September 18, 2012
It’s so simple. And everybody knows it.
Mass mind control focuses on two elements: image and feeling.
By linking the two primary elements, it is possible to short-circuit thought and “cut to the chase,” when it comes to enlisting the allegiance of huge populations.
Two seemingly unrelated events spurred my interest in mass mind control.
On the evening of April 12, 1945, I listened to a radio report on the death of Franklin D Roosevelt. I was seven years old.
I became upset. I didn’t know why. I was angry at my own reaction.
Forty years later, I pulled into a gas station near my apartment in West Los Angeles. I got out of my car and took the cap off my gas tank. I looked to my right and saw Tony Curtis sitting in his car. I was shocked.
A few days later, I began making notes under the heading of “image-emotion cues.” At the time, I had just started working as a reporter, writing articles for LA Weekly. I knew next to nothing about mind control, MKULTRA, Soviet psychiatric gulags, Chinese re-education programs, or US psychological warfare operations.
But because I had been painting for 25 years, I knew something about the power of images.
I remembered my first exhibition of paintings in LA, at my friend Hadidjah Lamas’ house. We had hung my work in her large living room and dining room. Hadidjah had enlisted the services of a friend who had videotaped me painting in my studio, and at the exhibition she set up a television set out on her patio and continuously played the videocassette.
People came through her front door, almost automatically walked through the house to the patio, as if guided by an unseen hand, and watched the video; then they came back inside and looked at the paintings.
They would stop at a painting and say: “That picture was in the video!” “ You see that one? It was in his studio!”
My first note on “image-emotion cues” was, “Investing an image with importance. Projecting emotion into an image.”
Projecting emotion into a newspaper image of the president, FDR. Projecting emotion into the screen image of Tony Curtis. Projecting emotion into a video of a painter working in his studio.

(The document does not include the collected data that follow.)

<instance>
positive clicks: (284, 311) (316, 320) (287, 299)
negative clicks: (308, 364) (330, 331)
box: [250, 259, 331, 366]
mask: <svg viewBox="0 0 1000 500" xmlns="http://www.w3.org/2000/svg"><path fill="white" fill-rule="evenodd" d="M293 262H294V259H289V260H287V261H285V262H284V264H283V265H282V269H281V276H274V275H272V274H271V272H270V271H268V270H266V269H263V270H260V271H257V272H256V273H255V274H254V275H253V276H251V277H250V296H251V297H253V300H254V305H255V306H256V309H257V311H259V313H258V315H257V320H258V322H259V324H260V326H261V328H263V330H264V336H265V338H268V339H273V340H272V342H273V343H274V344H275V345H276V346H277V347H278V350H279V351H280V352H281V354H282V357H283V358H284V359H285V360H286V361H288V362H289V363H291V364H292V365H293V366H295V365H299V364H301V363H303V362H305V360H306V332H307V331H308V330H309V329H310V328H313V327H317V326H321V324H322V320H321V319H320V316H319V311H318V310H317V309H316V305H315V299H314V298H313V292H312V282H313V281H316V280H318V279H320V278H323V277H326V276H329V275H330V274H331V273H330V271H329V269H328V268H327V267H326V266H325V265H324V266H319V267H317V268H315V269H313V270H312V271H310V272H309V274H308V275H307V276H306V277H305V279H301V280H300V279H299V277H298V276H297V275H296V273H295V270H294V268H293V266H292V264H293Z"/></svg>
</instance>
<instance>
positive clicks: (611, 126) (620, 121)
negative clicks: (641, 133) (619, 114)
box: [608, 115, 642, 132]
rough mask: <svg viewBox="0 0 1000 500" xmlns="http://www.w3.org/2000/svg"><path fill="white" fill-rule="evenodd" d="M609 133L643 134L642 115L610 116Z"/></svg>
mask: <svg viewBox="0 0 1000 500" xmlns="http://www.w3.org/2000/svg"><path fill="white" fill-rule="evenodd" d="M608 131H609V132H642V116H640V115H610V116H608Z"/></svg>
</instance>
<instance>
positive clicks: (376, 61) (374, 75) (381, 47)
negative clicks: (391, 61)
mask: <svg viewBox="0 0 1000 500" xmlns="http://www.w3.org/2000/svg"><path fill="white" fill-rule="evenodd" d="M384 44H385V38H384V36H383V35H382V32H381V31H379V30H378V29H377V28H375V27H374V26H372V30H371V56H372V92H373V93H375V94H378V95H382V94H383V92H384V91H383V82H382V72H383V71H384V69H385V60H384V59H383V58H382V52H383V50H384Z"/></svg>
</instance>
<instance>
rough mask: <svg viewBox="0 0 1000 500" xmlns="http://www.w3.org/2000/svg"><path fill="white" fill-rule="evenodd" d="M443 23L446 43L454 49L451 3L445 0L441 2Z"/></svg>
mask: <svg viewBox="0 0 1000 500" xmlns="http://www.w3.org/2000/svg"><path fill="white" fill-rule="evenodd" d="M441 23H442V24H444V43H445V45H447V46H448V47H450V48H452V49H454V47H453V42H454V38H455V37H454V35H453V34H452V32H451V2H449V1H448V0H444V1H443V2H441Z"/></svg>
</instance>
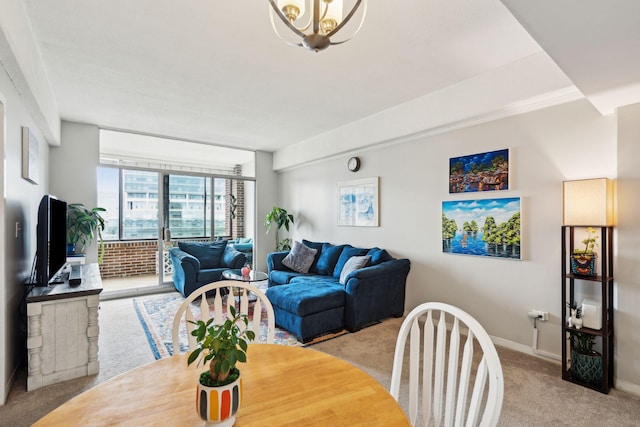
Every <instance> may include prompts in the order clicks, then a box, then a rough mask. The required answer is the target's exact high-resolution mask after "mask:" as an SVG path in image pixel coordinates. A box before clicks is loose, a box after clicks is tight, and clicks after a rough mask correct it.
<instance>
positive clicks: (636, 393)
mask: <svg viewBox="0 0 640 427" xmlns="http://www.w3.org/2000/svg"><path fill="white" fill-rule="evenodd" d="M408 314H409V313H408V312H405V314H404V317H407V315H408ZM447 330H451V325H449V324H447ZM461 333H462V334H464V335H466V330H461ZM489 337H490V338H491V342H493V344H494V345H499V346H501V347H505V348H508V349H509V350H514V351H517V352H520V353H524V354H528V355H530V356H534V357H539V358H542V359H545V360H550V361H552V362H554V363H558V364H560V363H561V362H562V356H561V355H559V354H555V353H550V352H548V351H544V350H534V349H533V348H531V346H528V345H525V344H520V343H517V342H514V341H510V340H507V339H504V338H500V337H496V336H493V335H489ZM613 383H614V387H613V388H615V389H616V390H620V391H624V392H626V393H629V394H633V395H636V396H640V385H638V384H634V383H631V382H628V381H624V380H619V379H617V378H616V377H614V378H613Z"/></svg>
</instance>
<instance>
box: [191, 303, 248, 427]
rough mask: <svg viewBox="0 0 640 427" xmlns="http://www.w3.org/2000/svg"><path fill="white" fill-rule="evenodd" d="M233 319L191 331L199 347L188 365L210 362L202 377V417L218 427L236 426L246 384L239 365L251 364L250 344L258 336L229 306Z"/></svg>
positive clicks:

When people encounter an image, when they invest it with importance, they project feeling into the image—and this all happens in a private sphere, a private space.
If this didn’t happen, there would be no way to control populations through images. It wouldn’t work. It all starts with a person setting up his own personal feedback loop that travels from him to an image and back again.
Coming out of World War 2, US psychological warfare operatives knew they could turn their skills to political purposes. They had just succeeded in making Americans believe that all Japanese and German people were horribly evil. They had been able to manipulate imagery successfully in that area. Why couldn’t they shape America’s view of a whole planet that lay beyond personal experience?
They could and they did. But the power to do that emanated from the fact that every person invests images with feeling. That’s where it really starts.
I had seen the 1957 film, Sweet Smell of Success, a number of times. I admired it. Burt Lancaster and Tony Curtis gave tremendous performances. When, decades later, I saw Curtis sitting in his car at that gas station, I was “working from” the emotion I had invested in his onscreen image. It produced a sense of shock and paralysis for a few seconds.
Other people might have rushed up to Curtis and asked for his autograph. With me, it was shock, cognitive dissonance. Ditto for the death of FDR. I was working off newspaper pictures I’d seen of him, and the feeling I’d invested in those presidential images. Other people, when FDR died, went out into the street and hugged their neighbors and wept openly. For me, it was upset and shock and anger.
There’s nothing intrinsically wrong with investing emotion in images. It can be exhilarating. It can be uplifting. As a painter, I know this in spades. Putting emotion into images can, in fact, vault you into a different perception of reality.
But on the downside, it can also take you into lockstep with what media operatives want you to experience, second-hand.